Depending who you believe about the recent leaked report on the Nunavut Teacher’s Education Program (NTEP), there are more than enough concerns to go around.
Let’s be honest, it’s a little hard to swallow the Government of Nunavut’s (GN) response that it always meant to release the report which, apparently, was completed in October of 2017.
And, as most everyone knows by now, the report was quite critical of the NTEP saying that, left as it is in its current state, it is unable to meet the needs for this territory to offer students a bilingual education.
Looking back at GN Education Minister David Joanasie’s comments in responding to accusations from the Nunavut Teacher’s Association that the GN lied about the report being completed, I think many would agree that something being completed two years ago and only out now because it was leaked was, indeed, secretly squirreled away by the government.
But, hey, it also shows that in a mere 20 years the GN has learned to be just as secretive and misleading as every other government.
So, OK, the GN gets a slap on the wrist for not being completely transparent about the study (I’ve been here for 21 years and still giggle over the claims two-decades ago that the GN would be a totally open and transparent operation), but, whether you buy into Joanasie’s remarks about the GN always meant to release the report, he does get check marks in the positive column for insisting the consultant report is but one piece in the education puzzle.
And, we’ll just have to wait and see what the GN comes up with when its 10-year recruitment and retention strategy for teachers is released for public consumption.
One area of the report I hope the GN does not jump into with both feet is the suggestion to lower high school requirements for the NTEP and to use language proficiency as a means of setting the recruitment bar.

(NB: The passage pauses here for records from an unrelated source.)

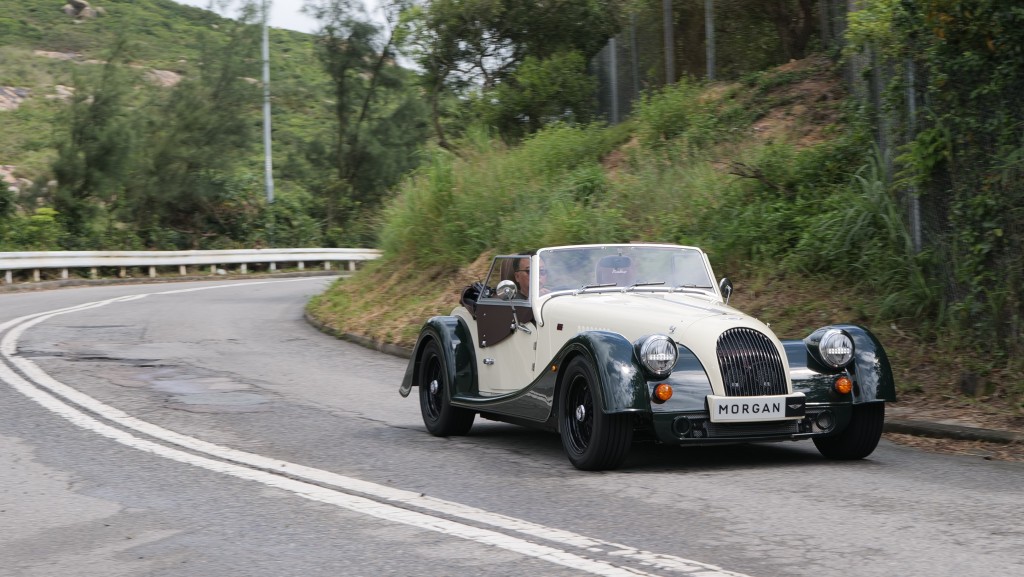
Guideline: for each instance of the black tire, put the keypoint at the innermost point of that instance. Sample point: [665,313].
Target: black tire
[593,440]
[859,438]
[439,416]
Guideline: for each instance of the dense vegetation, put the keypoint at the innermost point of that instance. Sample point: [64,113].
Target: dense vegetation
[494,142]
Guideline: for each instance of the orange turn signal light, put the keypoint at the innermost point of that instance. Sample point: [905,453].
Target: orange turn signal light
[843,385]
[663,393]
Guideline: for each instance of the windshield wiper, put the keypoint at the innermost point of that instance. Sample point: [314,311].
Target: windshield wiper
[645,284]
[690,288]
[602,285]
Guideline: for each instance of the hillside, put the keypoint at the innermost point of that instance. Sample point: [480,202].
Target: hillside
[802,105]
[45,52]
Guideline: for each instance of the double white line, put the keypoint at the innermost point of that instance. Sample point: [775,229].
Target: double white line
[592,555]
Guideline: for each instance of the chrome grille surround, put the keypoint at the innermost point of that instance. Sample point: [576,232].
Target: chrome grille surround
[750,363]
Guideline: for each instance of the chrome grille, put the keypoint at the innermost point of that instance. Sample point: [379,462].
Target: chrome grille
[751,365]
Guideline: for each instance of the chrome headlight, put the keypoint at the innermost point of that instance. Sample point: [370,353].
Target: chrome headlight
[657,354]
[836,347]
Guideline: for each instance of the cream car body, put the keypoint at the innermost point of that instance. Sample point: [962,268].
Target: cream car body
[574,359]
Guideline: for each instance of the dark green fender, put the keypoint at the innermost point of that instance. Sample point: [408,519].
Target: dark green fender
[870,371]
[457,345]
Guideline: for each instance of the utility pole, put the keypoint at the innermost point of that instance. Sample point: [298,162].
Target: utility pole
[670,42]
[710,37]
[267,163]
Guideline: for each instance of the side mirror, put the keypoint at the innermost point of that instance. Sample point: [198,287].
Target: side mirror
[506,290]
[725,287]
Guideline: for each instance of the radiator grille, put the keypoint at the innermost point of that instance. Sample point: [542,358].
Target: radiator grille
[751,365]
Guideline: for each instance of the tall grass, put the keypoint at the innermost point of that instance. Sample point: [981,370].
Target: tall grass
[549,190]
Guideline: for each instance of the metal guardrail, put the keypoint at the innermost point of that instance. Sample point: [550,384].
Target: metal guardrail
[152,259]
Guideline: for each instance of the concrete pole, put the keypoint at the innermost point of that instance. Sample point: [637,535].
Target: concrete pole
[670,42]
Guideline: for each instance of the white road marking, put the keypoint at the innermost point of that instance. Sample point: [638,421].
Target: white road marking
[309,483]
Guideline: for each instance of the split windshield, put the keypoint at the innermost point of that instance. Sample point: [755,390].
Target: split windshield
[623,265]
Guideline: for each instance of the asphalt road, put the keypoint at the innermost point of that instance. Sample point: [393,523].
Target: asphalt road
[206,429]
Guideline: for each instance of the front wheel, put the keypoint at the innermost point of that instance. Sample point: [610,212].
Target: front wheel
[439,416]
[859,438]
[593,440]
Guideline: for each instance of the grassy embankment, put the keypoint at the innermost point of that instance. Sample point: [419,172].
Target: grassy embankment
[770,175]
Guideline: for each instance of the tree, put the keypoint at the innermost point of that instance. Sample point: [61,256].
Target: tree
[189,189]
[380,120]
[94,155]
[472,48]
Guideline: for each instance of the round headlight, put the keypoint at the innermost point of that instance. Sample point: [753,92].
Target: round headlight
[658,354]
[836,347]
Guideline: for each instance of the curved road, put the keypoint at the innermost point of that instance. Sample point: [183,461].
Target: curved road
[206,429]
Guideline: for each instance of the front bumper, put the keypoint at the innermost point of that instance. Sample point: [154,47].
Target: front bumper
[695,427]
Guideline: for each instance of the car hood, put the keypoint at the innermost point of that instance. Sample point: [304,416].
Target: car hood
[692,321]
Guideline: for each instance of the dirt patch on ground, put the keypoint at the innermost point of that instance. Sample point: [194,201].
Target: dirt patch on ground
[804,110]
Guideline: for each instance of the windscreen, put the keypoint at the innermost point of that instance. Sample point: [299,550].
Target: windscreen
[623,265]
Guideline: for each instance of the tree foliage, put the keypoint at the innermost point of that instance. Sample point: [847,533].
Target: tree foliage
[524,62]
[378,121]
[966,155]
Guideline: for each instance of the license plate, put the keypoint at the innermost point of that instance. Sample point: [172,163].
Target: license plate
[745,409]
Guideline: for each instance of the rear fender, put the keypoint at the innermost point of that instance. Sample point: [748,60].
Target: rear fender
[456,342]
[622,382]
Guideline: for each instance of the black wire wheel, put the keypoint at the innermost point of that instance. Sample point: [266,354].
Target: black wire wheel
[859,438]
[439,416]
[593,440]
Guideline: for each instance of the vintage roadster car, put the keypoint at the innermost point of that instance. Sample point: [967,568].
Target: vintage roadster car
[610,343]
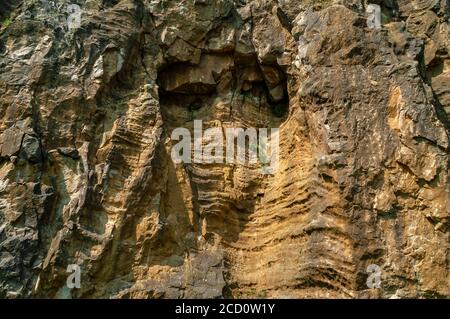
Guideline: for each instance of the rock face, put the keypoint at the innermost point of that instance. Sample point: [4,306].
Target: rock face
[86,176]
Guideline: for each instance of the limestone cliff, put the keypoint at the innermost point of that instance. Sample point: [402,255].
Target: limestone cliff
[86,176]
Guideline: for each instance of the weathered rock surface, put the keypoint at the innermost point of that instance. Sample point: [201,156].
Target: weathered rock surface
[86,175]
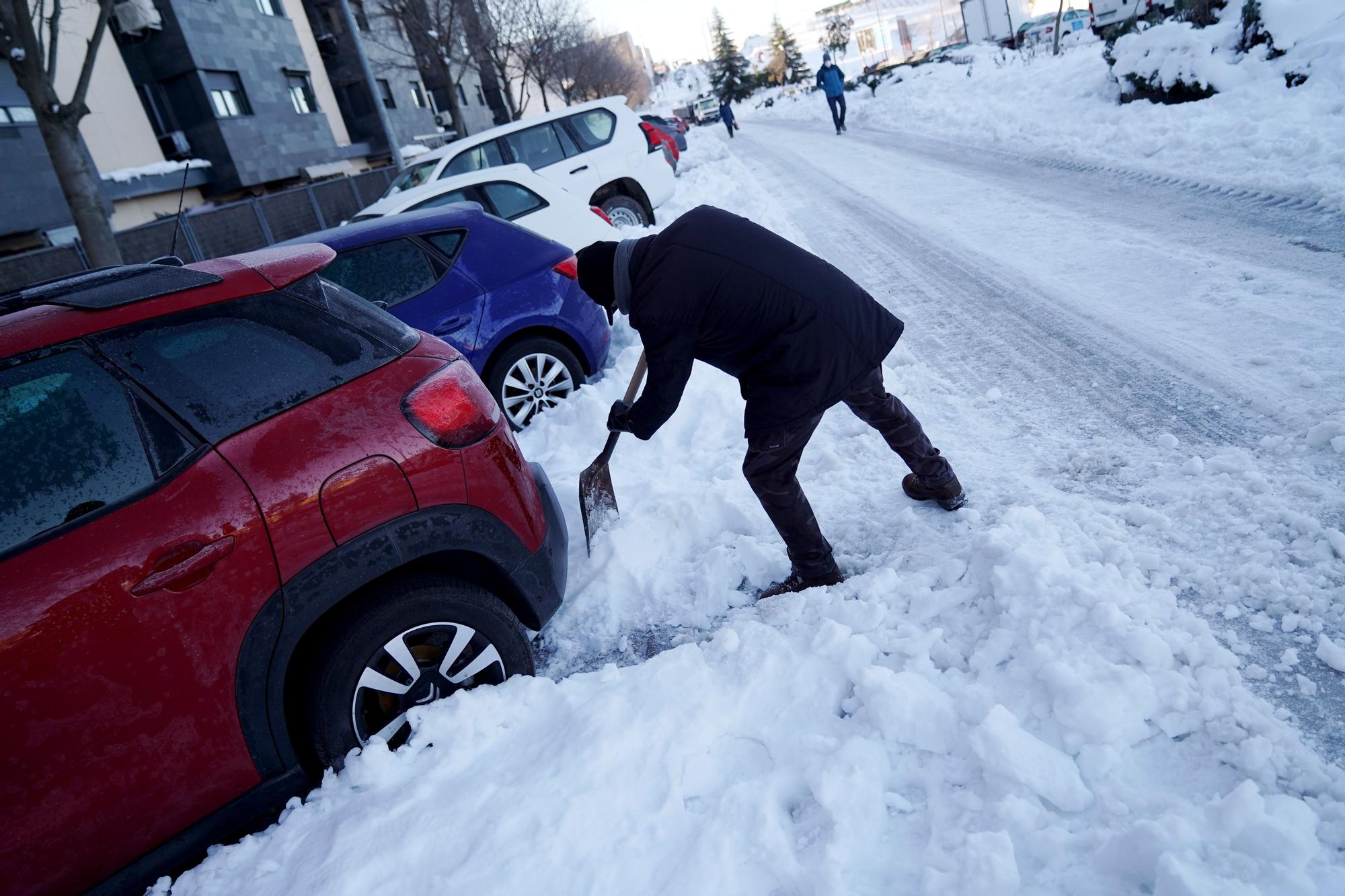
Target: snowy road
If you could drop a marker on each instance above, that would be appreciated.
(1108, 674)
(1106, 309)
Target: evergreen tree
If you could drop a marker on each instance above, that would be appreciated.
(787, 64)
(730, 73)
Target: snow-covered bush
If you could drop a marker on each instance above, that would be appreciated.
(1182, 61)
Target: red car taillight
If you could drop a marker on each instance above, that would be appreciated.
(568, 268)
(453, 407)
(652, 135)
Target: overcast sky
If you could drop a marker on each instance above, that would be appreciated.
(680, 29)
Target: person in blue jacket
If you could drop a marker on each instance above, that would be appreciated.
(832, 83)
(727, 115)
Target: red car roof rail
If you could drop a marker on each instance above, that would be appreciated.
(108, 287)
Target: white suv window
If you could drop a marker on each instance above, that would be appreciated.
(536, 147)
(484, 157)
(512, 200)
(594, 128)
(412, 177)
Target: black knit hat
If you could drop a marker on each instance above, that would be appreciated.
(598, 276)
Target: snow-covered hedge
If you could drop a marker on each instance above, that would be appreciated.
(1249, 41)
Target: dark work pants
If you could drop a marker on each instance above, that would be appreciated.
(774, 459)
(837, 118)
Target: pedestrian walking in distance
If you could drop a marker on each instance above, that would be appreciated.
(800, 337)
(832, 83)
(727, 116)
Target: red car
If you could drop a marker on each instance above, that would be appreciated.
(247, 522)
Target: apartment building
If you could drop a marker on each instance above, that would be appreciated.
(255, 95)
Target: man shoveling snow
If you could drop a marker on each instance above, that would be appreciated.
(798, 335)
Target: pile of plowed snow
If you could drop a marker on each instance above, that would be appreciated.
(1256, 134)
(1007, 698)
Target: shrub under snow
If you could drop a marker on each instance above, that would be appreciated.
(1282, 41)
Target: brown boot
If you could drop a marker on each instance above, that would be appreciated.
(950, 494)
(797, 583)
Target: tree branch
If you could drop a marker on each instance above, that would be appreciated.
(52, 42)
(77, 101)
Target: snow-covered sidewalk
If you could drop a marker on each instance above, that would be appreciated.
(1254, 135)
(1008, 698)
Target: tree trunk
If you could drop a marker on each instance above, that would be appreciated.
(455, 108)
(81, 185)
(541, 88)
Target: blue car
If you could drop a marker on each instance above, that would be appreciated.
(504, 296)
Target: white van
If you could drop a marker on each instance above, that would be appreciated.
(597, 151)
(1109, 13)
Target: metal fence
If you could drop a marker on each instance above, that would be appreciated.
(221, 231)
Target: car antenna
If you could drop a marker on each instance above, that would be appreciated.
(171, 259)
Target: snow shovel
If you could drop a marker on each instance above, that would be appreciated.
(598, 499)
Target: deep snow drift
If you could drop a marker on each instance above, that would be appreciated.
(1007, 698)
(1256, 134)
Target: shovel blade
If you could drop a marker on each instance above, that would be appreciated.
(598, 499)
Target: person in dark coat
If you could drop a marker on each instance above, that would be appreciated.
(832, 83)
(800, 337)
(727, 115)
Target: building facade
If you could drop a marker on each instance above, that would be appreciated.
(249, 96)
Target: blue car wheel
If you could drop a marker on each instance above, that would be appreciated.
(532, 377)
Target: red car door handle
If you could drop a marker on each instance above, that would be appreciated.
(193, 567)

While this approach always looks more-than-a-little attractive because it’s a short path to getting the numbers you want everyone to see, it is also known by a not-so-flattering title of dumbing down the process.
And, believe me, I’ve known a good number of people during my lifetime who spoke very fine English, but I wouldn’t want them teaching my kids anything loftier than a major in comic book reading in the classroom.
It was a misstep by the GN to quietly sit on this report and if, in fact, it did lie to the Nunavut Teacher’s Association about its completion, then it did so knowing it would be wearing a little egg on its face upon the report’s eventual release.
But, except for the two stairs below open and accountable the GN opted for in all this controversy, I did like a lot of what Joanasie had to say.
In fact, I think the GN has suffered so much over the topics of bilingual education, the lack of Inuktitut-speaking candidates for NTEP, and the shortage of teachers in Nunavut in general, that it just might be bound and determined to get it right this time.
One thing is for sure as we move forward, we stand to make little progress if the relationship between the GN’s Department of Education and the Nunavut Teacher’s Association remains adversarial in nature.
And you can take that to the bank in any language.